The purpose of this document is to summarise the firm's policies and procedures for managing the conflicts of interest involved when we prepare and distribute research.

Seymour Pierce does not meet all of the FSA standards for managing conflicts of interest, as a result our research should not be regarded as an impartial or objective assessment of the value or prospects of its subject matter, though of course we will always ensure that it remains clear, fair and not misleading.

Under FSA rules we are required to ensure that all communications with our customers, including our research, are clear, fair and not misleading. We are also bound by the provisions of the FSA Principles for Business, and in particular Principle 8: "A firm must manage conflicts of interests fairly, both between itself and its customers and between a customer and another client."

Our research is produced by investment analysts in our research department, and the particular analyst or analysts responsible for each research recommendation are clearly identified on it. Our analysts could be subject to pressures that could compromise either their ability to offer unbiased opinions on investments, or the timing of publication of research. The policies and procedures set out below are designed to identify, minimise, manage and monitor such potential conflicts.

Conflicts arising from corporate finance business

Seymour Pierce's main activity and principal source of income is the provision of corporate finance advice and related services to small and medium-sized UK companies, including raising funds for these companies by issuing securities. If the advice is on a confidential matter it will not be possible to disclose the relationship publicly. Otherwise, the fact that a company is a corporate client of Seymour Pierce is prominently disclosed in our research material and on our website at www.seymourpierce.com. If we have raised funds for a corporate client in either a primary or secondary issue of securities within the past 12 months this will be explicitly disclosed on the research recommendation.

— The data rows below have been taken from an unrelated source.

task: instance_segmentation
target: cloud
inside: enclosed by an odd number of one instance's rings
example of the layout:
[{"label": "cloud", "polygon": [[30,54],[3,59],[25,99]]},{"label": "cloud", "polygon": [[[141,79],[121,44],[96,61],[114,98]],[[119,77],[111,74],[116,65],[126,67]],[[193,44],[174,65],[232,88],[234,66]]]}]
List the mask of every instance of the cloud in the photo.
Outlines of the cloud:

Our corporate finance and corporate broking staff are separated from the rest of the firm by formal Chinese Wall arrangements which prevent the flow of confidential information to the rest of the firm. These arrangements include physical segregation of the department and policies and procedures governing the security of documents and electronic data. If confidential information about a company is held by corporate finance or corporate broking staff behind the Chinese Wall, our investment analysts will be entirely unaware of this information and may continue to publish research recommendations without taking this information into account.

From time-to-time investment analysts may be brought over the Chinese Wall to advise the Corporate Finance or Corporate Broking departments; this is a controlled and fully documented process requiring the prior approval of Management and Compliance. Analysts brought over the Wall in this way may not publish research nor advise clients on the relevant securities until such time as they are formally taken back over the Wall and the confidential information they have been given has either been made public or has otherwise ceased to be price-sensitive.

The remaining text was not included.